Look, I’m not going to lie to you, because we are all adults and adults treat each other with respect. The local news report that I have posted after the jump, while great, doesn’t get that much better than this still frame (via WarmingGlow):
HAHAHAHA. EVERYBODY SEEN THE BIRD SAY YEAHHHHHH! Birds are definitely the new Leprechauns. Definitely. So, like I said, that is the highlight, and you are under NO OBLIGATION to continue reading this post and watching the full news clip (unlike most posts in which it is law that you read the whole thing and watch all the videos otherwise the judge will be like “CONTEMPT!”) but I will be honest with you for a second time now and let you know that if you don’t watch the video you will miss a bunch of middle-aged women doing dramatic re-enactments of what it was like when they were attacked by a bird while walking their dogs. So. Be smart.

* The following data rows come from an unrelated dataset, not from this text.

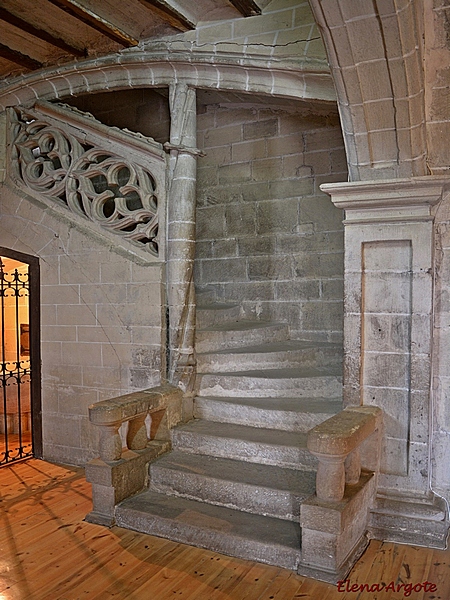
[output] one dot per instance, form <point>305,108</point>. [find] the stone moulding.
<point>120,471</point>
<point>86,171</point>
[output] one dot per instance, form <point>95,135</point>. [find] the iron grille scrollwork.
<point>96,184</point>
<point>15,375</point>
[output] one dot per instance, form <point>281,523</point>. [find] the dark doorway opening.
<point>20,374</point>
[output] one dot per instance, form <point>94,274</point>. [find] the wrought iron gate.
<point>16,430</point>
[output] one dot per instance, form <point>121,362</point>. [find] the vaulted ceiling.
<point>38,33</point>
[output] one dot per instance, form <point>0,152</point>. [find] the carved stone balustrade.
<point>335,520</point>
<point>120,471</point>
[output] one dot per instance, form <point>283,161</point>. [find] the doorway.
<point>20,385</point>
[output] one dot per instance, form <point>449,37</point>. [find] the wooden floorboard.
<point>48,552</point>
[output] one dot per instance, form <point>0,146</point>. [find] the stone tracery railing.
<point>68,158</point>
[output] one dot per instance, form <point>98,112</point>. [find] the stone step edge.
<point>213,539</point>
<point>237,411</point>
<point>291,456</point>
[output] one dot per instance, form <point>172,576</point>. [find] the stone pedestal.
<point>388,307</point>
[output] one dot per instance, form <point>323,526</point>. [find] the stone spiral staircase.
<point>238,473</point>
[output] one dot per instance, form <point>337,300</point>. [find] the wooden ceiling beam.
<point>172,15</point>
<point>11,19</point>
<point>19,59</point>
<point>82,13</point>
<point>247,8</point>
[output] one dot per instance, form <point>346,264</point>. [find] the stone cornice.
<point>389,199</point>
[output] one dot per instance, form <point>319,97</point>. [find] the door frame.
<point>34,307</point>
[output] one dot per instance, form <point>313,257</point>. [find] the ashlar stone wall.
<point>267,237</point>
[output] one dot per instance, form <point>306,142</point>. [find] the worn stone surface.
<point>265,218</point>
<point>219,529</point>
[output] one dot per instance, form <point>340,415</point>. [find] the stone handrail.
<point>163,403</point>
<point>120,471</point>
<point>336,443</point>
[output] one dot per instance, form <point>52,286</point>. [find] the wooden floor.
<point>47,552</point>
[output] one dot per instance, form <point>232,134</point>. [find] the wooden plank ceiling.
<point>41,33</point>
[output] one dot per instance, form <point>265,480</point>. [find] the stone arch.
<point>145,69</point>
<point>375,53</point>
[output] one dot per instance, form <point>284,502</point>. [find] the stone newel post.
<point>181,234</point>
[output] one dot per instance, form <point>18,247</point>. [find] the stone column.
<point>388,306</point>
<point>181,234</point>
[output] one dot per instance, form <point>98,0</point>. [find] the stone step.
<point>279,383</point>
<point>230,532</point>
<point>287,414</point>
<point>234,335</point>
<point>240,442</point>
<point>259,489</point>
<point>285,354</point>
<point>215,313</point>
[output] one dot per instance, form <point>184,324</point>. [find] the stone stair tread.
<point>219,529</point>
<point>299,405</point>
<point>245,433</point>
<point>285,346</point>
<point>236,471</point>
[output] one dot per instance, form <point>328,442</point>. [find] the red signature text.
<point>406,588</point>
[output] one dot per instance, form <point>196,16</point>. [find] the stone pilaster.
<point>388,308</point>
<point>181,234</point>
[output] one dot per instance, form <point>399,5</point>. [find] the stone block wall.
<point>102,325</point>
<point>267,237</point>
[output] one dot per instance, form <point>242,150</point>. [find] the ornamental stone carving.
<point>76,171</point>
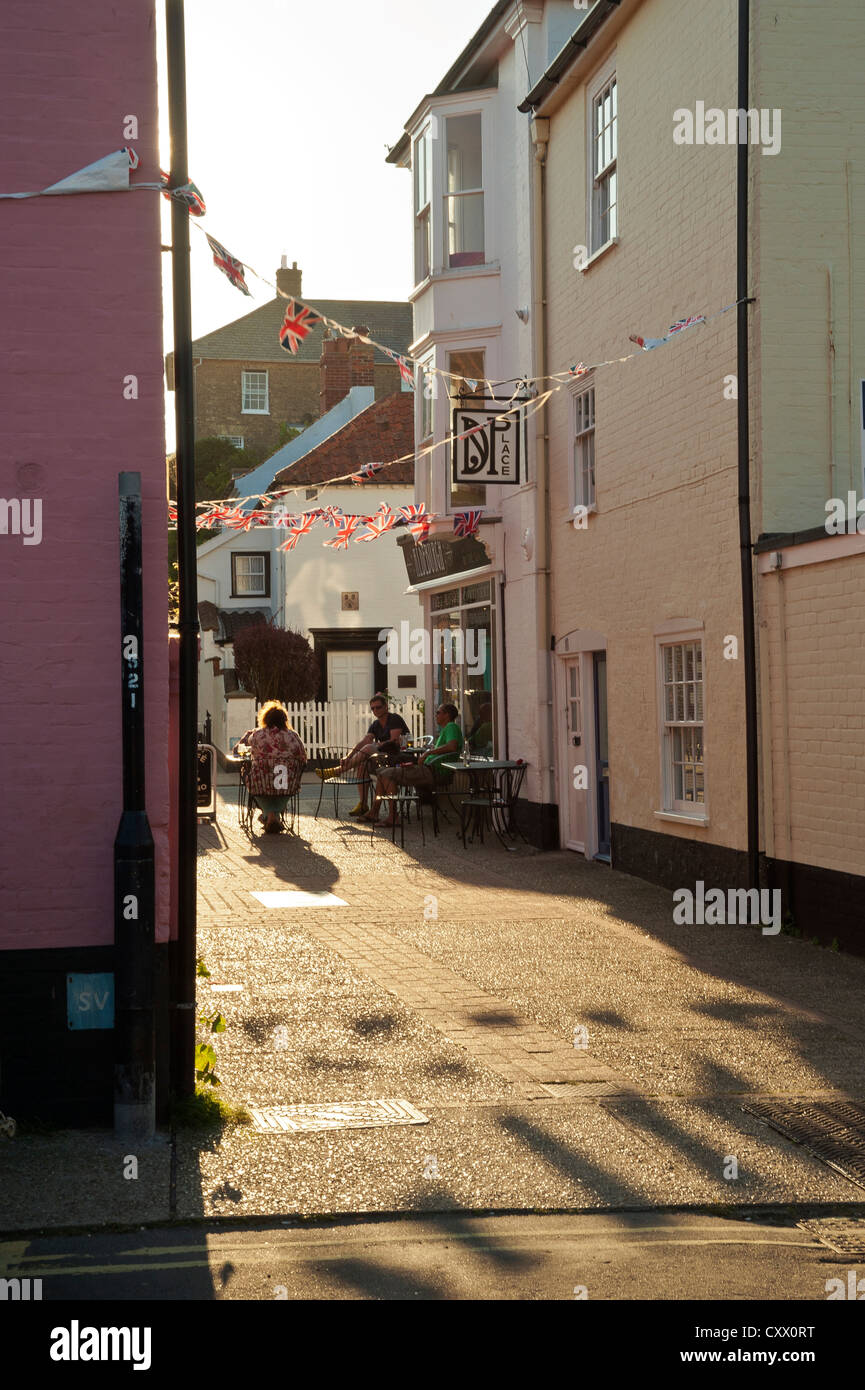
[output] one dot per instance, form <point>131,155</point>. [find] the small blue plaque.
<point>91,1001</point>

As a dog owner myself, I find this news to be TERRIFIYING. Can you imagine? You’re just walking your dog down by the nursing home wearing your favorite outfit from Filene’s Basement and some bird flies near you? Did you know they are related to dinosaurs? THIS IS BASICALLY A DINOSAUR ATTACK!
But why are these visibly shaken women lying so much? Like, I find it very hard to believe that Ellen Levy remembers exactly what year The Birds was released off the top of her head without any hesitation. And I’m sorry, Jeanine Magaro, but you did not THROW YOUR COFFEE INTO THE AIR.
Please, ladies. We are all empathetic with the LIVING NIGHTMARE that your lives have become, but don’t undermine your own inspirational stories with these embellishments. We cannot defeat the bird by giving up our moral center! Or our coffee!